Britain Yearly Meeting, the annual gathering of British Quakers a couple of weeks ago, had ‘Privilege’ as its central theme, with focuses on diversity, inclusion and climate justice. I was asked to organise two short sessions on ‘Exceptionalism’ in the context of climate justice. We asked:
- Do we find excuses or justify our ‘normal’ actions and choices, knowing that they harm people, communities, ecosystems and the future of life on earth?
- Are some harms truly justified as healthy self-care, or necessities in our work for much-needed social change?
- What is our experience of applying individual and corporate spiritual discernment to such questions? And have we found ways forward that feel rightly led?
People spoke of dilemmas about flying as part of their work to address the climate crisis; of choices about car use in enabling their children to engage in educational and social activities; and of some of the ways exceptionalism comes into campaigning and activism, for instance in claiming some kind of rational or ethical high ground.
Exceptionalism is a way of thinking that allows ‘us’ to behave badly because we see ourselves as somehow superior or special compared with ‘them’. Perhaps ‘we’ have a unique purpose in the world, or a particular connection with God.
When governments justify their use of torture or invasions of other countries, the exceptionalism may be apparent. The conversation is much more nuanced in the context of climate-related harm and injustice; there is little consensus about what constitutes bad behaviour. Where that consensus exists, it relates to large scale actions such as opening a new coal mine. At the level of the individual, it can be exceptional to refuse to engage in high emission behaviours.
Yet behaviour that seems normal in middle-class Britain is exceptional. There is a sense of entitlement to flying, driving, high levels of meat and dairy consumption and centrally heated homes – behaviours that contribute to the climate crisis and are not available to most of the world’s population. They were not available to our ancestors and probably will not be available to our descendants. We live at an exceptional moment in history.
Exceptionalism is mixed up with privilege and with what has been called implicative climate denial. We may recognise the climate emergency, the biodiversity crash, the extremes of economic inequality, but it is a huge step to acknowledge the implication that we should stop doing the things that contribute to these tragedies.
I am part of the problem. I have money in so-called ethical investments which contribute to supporting our toxic economic system. I live alone in a house while people sleep on the streets a couple of miles away.
Holding that awareness is deeply uncomfortable. It is hard to stay with the shame. I look for ways to justify my choices.

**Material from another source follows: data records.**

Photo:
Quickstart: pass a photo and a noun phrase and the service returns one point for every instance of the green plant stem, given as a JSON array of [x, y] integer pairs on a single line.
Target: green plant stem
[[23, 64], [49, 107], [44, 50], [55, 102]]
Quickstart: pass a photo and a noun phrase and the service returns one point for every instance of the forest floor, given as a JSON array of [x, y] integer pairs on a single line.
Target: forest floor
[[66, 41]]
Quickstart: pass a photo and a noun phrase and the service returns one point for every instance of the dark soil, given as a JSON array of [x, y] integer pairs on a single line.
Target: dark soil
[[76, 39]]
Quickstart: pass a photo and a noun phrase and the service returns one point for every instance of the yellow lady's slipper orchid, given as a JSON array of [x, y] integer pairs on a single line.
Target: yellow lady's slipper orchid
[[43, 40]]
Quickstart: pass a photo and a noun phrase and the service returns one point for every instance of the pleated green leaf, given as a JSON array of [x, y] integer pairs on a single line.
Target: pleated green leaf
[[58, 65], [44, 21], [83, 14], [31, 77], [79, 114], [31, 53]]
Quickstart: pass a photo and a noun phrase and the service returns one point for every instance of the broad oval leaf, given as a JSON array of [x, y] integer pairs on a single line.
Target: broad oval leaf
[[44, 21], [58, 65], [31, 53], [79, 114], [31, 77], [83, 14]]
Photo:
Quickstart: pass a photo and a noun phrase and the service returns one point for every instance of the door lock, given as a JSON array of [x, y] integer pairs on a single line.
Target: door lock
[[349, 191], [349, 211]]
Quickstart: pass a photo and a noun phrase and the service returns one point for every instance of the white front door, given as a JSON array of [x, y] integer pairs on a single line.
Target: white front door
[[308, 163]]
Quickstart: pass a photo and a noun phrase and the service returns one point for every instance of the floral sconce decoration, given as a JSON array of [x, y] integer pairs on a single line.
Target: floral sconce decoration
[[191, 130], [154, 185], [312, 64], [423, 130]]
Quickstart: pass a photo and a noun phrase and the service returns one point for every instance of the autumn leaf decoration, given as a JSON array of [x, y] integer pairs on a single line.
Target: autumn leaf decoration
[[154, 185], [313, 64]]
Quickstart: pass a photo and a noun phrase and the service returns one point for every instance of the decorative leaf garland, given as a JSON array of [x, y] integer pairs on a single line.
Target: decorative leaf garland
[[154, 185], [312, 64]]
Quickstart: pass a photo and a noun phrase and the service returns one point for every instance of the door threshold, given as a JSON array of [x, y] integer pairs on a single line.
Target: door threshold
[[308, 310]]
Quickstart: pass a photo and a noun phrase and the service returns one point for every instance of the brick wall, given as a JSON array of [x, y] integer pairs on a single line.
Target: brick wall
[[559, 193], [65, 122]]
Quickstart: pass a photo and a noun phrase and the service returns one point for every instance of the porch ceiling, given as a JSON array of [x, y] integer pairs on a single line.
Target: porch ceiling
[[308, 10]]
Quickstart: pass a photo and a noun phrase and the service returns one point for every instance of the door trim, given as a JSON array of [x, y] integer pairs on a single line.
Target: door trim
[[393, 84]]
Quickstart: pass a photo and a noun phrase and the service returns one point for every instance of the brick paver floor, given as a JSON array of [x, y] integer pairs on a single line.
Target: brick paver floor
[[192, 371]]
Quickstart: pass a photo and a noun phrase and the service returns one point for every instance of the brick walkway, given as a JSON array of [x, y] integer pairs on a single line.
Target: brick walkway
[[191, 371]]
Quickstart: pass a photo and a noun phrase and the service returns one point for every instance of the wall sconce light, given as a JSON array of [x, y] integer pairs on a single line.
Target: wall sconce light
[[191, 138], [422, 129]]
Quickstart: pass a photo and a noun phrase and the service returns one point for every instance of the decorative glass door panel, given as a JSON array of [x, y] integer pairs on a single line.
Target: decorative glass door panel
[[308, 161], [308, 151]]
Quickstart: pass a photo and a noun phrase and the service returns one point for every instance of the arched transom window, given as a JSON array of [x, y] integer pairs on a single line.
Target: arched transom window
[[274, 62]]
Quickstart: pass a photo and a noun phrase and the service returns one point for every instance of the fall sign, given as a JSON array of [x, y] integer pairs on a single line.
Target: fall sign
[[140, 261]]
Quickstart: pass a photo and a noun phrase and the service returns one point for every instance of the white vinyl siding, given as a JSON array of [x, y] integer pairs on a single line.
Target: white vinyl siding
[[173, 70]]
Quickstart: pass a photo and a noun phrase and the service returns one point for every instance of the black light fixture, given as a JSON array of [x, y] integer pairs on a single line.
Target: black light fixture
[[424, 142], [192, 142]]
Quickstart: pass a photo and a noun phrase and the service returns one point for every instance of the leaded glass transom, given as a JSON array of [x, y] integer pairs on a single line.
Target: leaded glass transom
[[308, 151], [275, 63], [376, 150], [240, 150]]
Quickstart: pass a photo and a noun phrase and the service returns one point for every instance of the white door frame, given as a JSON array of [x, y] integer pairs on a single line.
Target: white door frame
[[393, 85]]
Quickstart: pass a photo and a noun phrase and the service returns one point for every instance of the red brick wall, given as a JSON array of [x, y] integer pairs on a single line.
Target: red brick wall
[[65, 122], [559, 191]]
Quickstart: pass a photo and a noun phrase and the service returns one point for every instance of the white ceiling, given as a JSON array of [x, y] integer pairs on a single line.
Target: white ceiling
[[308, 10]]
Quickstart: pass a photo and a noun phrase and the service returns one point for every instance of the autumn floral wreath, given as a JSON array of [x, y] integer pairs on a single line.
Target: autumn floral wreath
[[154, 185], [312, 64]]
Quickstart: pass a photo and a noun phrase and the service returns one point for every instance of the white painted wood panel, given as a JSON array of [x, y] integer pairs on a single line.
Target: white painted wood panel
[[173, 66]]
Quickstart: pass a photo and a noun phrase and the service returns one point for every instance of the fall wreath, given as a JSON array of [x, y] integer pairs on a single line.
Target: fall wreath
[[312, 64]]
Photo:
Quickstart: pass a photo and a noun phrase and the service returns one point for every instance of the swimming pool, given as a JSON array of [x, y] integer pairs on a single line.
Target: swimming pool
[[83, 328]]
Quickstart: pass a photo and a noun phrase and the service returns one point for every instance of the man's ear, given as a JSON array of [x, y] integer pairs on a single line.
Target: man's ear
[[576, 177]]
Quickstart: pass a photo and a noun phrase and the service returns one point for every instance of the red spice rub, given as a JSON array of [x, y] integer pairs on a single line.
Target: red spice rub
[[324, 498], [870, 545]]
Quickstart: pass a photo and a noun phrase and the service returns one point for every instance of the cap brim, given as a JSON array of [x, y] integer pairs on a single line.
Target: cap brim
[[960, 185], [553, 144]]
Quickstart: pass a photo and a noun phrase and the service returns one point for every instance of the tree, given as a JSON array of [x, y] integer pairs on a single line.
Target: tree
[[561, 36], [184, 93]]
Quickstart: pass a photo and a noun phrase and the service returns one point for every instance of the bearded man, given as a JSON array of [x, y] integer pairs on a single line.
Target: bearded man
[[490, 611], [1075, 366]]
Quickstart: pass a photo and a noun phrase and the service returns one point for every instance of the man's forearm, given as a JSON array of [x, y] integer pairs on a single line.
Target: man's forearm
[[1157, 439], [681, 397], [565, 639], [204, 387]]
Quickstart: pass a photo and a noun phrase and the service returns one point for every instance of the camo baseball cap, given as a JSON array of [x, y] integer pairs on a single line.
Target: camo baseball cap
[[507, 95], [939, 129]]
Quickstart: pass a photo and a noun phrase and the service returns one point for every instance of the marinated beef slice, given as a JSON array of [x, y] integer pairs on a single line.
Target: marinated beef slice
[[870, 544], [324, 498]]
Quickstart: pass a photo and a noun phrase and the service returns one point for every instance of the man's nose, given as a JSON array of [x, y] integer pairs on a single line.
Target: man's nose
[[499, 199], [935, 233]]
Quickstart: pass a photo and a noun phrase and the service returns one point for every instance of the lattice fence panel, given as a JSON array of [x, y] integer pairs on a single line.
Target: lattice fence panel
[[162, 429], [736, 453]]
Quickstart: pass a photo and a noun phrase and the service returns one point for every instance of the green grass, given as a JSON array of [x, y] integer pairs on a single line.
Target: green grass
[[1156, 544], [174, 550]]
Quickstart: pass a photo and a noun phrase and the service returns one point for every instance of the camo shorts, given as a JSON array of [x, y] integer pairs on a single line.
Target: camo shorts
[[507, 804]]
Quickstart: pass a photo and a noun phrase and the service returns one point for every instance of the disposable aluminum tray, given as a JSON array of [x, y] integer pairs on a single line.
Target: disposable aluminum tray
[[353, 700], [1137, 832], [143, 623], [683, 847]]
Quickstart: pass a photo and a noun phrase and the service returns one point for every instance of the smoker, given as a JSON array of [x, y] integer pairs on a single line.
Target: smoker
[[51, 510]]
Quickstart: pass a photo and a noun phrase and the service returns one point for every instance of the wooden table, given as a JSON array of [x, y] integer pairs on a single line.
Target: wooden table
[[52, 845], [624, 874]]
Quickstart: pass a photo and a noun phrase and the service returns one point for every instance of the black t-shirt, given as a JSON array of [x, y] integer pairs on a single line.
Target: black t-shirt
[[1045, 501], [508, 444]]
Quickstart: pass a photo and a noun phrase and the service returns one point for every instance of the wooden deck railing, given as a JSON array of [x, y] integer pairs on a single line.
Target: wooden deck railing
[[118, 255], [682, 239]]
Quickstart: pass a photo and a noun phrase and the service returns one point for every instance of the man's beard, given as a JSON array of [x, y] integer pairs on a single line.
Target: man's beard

Sharing our dilemmas with others can be helpful. One of our speakers had held a family council to understand everyone’s needs and consider how best to meet them with minimum use of a car. Others have asked for clearness committees – in this Quaker practice a small group gathers with the ‘focus person’ who is seeking clearness, and asks questions to support them in probing deeply and discerning their way forward.
Quakers and other people of faith often speak of finding inner peace through spiritual practice. But participants in our Exceptionalism session had not found a place that feels ‘OK’. Perhaps it is right to be uncomfortable. We are part of a planetary disaster.
And perhaps there is a kind of peace to be found. But it is not in pretending that we are OK – rather it is in developing our capacity to stay with the discomfort.